I am relatively new to Stata and I currently have a Reddit dataset in cross-sectional format with each row representing a given Reddit post by a username, and with some usernames posting several times per day while others post only once/twice in the entire dataset.
* Example generated by -dataex-. For more info, type help dataex
clear
input float id str36 username int date
6 "(crash )" 19013
end
format %td date
I am interested in running a Heckman selection model, so I am trying to convert the data into a panel format, I created an ID variable per username as shown below:
egen id = group(username)
Then ran this to declare the data as panel following the guideline here
xtset id date
And I am receiving the following error: "repeated time values within panel" and I am not sure how to solve this because I believe in my case this is not problematic given that it's typical for social media users to post several times within the same day, which my time unit in this dataset.
If I ran the same code without the date
variable, the code works w/out any errors but my understanding is that I need to use both variables for a panel format.
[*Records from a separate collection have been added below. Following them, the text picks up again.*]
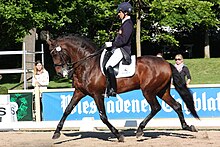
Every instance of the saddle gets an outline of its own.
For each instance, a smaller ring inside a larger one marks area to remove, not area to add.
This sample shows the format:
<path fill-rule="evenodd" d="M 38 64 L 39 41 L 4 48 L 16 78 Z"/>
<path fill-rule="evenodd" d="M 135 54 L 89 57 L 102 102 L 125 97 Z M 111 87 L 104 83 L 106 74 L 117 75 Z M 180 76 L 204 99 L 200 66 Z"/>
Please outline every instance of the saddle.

You could use a timestamp to handle this. There is usually one available in session data. Just make sure to store it as a double:
. clear
. input byte id int date double ts
id date ts
1. 1 0 0
2. 1 0 1000
3. 1 0 2000
4. end
. format %td date
. format %tc ts
. list, clean noobs
id date ts
1 01jan1960 01jan1960 00:00:00
1 01jan1960 01jan1960 00:00:01
1 01jan1960 01jan1960 00:00:02
. xtset id ts
Panel variable: id (strongly balanced)
Time variable: ts, 01jan1960 00:00:00 to 01jan1960 00:00:02, but with gaps
Delta: .001 seconds
. xtset id date
repeated time values within panel
r(451);
Alternatively, collapse to user x date level if your analysis permits it.